If you notice any signs of a stroke, seek medical help immediately. Except in very mild cases where weakness, numbness or dizziness can last only one day or two, people who have experienced stroke should usually be placed in a hospital. To fully assess the situation, the doctor will probably need an electrocardiogram (EKG) and an X-ray of the skull and the chest. While treating all three basic forms of stroke is actually the same, sometimes different tests are needed to determine the cause and the location of the disorder. If it is reasonably believed that stroke is a consequence of cerebral embolism, the doctor will need special X-ray images of the cervix (carotid artery charts) since in some cases a surgical procedure may be used to prevent further stroke if a possible source of embolism is found in the cervical artery.
If someone loses consciousness in front of you, it may be because of a stroke. Regardless of the cause, apply the first aid measures while waiting for help. Do not forget that in the case of a stroke the seemingly unconscious person often feels what is happening around it. So, do not panic, try to be calm and aslo calm down the affected person.
Self-help: if you got hit by a stroke, then there is nothing you can do. However, you can greatly contribute to preventing the stroke or preventing reappearing. Regularly check your blood pressure. If the blood pressure is high, do not forget to take the medication prescribed by your doctor. Do not smoke or eat fatty food too much, and do some moderate physical activities.
Professional help: the physician must first assess the severity of the seizure and perform the necessary procedures for maintaining life, i.e. maintaining breathing and circulation. However, most people received in the hospital due to stroke are not unconscious; they need a physical therapy with a focus on re-establishing the function of the affected parts of the body. Extreme patience and support is often needed, both physically and morally, to help the patient to gradually “learn” previous skills.

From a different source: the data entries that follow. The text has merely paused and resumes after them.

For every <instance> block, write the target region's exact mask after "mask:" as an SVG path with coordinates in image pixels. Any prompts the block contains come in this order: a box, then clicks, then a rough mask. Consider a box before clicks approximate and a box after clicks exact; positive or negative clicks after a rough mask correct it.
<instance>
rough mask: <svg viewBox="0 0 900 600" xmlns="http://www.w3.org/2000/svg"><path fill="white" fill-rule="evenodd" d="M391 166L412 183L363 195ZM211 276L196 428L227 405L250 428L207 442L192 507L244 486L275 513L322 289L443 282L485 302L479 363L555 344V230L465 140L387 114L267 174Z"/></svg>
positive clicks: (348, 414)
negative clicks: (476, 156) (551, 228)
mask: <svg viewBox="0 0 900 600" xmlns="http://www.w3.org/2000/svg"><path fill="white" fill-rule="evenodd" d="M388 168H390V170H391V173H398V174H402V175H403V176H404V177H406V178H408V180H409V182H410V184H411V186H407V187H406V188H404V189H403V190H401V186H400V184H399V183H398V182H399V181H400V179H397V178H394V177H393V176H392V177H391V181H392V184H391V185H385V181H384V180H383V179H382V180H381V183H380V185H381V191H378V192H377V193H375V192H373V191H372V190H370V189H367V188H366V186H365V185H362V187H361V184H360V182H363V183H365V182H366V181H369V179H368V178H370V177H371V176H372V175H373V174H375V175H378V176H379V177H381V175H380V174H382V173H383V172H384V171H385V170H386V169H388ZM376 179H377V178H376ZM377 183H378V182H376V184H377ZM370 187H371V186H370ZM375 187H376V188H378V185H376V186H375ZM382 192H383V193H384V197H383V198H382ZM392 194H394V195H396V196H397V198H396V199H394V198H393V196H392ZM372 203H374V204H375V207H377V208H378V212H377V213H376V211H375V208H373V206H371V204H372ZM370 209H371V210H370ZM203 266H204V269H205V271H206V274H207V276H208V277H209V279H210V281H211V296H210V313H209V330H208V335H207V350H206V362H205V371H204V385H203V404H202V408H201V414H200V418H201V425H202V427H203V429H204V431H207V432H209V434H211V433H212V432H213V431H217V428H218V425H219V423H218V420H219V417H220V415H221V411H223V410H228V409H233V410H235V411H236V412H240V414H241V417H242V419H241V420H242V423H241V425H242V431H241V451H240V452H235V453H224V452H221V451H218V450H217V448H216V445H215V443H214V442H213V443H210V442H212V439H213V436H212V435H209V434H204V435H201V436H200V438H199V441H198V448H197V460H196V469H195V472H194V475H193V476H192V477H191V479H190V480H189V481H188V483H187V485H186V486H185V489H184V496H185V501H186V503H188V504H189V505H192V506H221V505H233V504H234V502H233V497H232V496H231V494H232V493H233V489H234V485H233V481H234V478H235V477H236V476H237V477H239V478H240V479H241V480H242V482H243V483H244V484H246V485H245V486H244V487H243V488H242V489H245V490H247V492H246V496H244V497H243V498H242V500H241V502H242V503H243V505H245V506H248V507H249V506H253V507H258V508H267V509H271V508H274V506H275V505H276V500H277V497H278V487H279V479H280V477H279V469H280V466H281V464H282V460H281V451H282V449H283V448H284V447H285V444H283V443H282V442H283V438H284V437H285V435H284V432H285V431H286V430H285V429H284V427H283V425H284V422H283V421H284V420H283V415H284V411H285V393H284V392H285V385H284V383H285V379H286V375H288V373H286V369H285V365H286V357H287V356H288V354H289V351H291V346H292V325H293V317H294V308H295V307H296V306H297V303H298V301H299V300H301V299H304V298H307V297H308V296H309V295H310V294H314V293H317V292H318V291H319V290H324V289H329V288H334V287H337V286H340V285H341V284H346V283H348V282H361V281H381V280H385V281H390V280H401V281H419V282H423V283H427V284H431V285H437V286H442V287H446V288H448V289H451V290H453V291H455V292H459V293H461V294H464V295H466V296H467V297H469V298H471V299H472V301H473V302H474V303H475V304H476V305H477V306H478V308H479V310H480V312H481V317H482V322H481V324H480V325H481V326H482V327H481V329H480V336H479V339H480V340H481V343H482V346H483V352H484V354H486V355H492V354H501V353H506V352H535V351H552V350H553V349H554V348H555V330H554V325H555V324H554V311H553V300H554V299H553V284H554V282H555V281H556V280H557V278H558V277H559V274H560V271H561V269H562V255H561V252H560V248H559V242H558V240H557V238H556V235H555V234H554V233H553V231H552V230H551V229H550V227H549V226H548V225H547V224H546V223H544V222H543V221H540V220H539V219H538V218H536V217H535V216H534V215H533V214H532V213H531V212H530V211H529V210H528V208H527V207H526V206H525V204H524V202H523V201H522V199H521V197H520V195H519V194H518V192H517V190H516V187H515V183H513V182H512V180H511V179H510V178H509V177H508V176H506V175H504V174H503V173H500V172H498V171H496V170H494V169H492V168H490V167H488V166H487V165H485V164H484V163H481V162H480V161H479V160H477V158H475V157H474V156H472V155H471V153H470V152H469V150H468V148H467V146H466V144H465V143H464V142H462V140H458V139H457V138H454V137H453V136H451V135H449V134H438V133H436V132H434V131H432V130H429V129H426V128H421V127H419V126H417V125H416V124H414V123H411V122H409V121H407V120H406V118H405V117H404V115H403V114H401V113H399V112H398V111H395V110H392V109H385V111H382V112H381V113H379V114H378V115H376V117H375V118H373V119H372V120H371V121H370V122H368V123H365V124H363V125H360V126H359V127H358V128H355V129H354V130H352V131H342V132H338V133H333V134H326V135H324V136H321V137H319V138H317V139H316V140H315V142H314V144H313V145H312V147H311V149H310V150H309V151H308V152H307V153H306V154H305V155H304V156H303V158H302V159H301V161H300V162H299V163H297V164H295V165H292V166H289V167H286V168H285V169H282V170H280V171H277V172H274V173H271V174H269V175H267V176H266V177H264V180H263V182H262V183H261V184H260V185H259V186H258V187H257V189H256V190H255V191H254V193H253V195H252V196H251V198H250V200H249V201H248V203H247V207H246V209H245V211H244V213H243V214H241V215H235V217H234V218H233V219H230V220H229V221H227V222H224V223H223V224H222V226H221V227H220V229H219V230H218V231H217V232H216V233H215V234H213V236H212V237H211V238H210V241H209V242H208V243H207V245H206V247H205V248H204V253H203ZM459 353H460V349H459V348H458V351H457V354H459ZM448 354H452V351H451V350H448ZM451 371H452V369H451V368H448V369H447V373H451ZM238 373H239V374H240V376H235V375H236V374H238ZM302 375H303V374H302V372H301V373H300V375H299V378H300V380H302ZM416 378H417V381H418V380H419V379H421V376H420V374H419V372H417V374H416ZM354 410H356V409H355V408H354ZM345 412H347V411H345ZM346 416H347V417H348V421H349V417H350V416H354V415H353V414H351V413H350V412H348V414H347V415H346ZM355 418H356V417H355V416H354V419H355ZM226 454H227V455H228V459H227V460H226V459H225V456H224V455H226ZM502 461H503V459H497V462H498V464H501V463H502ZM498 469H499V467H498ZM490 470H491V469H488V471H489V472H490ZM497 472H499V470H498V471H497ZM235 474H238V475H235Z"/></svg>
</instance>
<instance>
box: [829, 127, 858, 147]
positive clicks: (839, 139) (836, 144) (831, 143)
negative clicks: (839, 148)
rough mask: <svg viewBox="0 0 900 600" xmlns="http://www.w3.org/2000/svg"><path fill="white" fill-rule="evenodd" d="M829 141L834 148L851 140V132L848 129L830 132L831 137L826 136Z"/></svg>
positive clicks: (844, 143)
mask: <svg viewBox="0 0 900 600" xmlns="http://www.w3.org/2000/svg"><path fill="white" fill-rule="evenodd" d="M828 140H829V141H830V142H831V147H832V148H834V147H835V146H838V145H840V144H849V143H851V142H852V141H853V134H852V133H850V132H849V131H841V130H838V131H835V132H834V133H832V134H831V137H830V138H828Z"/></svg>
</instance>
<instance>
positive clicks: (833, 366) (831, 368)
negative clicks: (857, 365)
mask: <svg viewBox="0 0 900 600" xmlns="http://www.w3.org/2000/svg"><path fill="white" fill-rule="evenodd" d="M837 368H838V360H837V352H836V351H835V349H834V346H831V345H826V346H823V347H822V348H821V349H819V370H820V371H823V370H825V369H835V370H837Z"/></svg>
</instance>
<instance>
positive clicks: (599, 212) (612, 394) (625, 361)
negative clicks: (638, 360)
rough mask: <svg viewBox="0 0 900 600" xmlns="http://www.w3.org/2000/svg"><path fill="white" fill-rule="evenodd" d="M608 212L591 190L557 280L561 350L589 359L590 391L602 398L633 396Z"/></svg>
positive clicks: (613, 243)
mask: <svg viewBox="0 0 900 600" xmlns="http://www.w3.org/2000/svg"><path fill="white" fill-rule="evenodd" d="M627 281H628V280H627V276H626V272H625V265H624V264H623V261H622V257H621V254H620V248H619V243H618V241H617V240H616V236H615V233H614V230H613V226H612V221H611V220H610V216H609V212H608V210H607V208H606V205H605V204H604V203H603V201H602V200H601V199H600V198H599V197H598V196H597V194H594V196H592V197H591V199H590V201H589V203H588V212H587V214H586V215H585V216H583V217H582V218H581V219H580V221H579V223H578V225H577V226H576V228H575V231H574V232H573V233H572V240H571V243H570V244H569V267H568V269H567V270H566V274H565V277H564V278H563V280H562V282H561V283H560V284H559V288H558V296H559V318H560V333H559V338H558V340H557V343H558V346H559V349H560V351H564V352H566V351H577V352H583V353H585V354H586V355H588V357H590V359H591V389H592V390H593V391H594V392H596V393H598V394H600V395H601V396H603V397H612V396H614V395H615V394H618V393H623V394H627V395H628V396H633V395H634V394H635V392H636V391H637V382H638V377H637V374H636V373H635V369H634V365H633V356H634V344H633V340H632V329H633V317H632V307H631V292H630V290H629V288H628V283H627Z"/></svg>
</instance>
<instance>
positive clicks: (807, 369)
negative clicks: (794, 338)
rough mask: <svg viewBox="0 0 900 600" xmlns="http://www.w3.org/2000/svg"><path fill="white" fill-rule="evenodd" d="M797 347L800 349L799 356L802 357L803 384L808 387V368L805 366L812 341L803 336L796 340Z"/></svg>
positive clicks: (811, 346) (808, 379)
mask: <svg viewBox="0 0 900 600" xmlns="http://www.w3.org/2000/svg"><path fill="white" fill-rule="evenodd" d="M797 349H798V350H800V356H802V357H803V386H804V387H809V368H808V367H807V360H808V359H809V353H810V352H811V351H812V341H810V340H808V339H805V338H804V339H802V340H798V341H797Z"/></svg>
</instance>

The nerves of a heavily damaged part of the brain cannot be regenerated. However, the undamaged part of the brain can be “teached” to take control of the affected function, and such “teaching” is the goal of most rehabilitation programs. If, for example, stroke affected your feet, you will probably be doing exercises – from parallel rods over walking with a box or stick to free walking without help. Over time, in the process, which may take a long time after you leave the hospital, cousins and friends may be included. If the stroke affected your speech, the speech therapist will teach you vocalizations and pronouncements, and the skills that you have experienced as natural before the stroke, such as breathing.
Preventing further strokes is obviously very important. The doctor will warn you not to smoke, and you will probably need to take regular medicines, e.g. beta-blockers or diuretics, to lower your blood pressure. If it is found that a stroke has occurred in your case due to embolism, the tests may show that the source of the embolus is rubbing the surface of the cranial artery surface that is suppressed due to the build up of atherosclerotic plaques. This part of the artery can often be found, cleansed and opened. The operation is performed under general anesthesia and is usually successful; it reduces the likelihood of stroke from the same source. If the surgical procedure can not be performed, your doctor may prescribe lifelong administration of anticoagulants to prevent the formation of clots.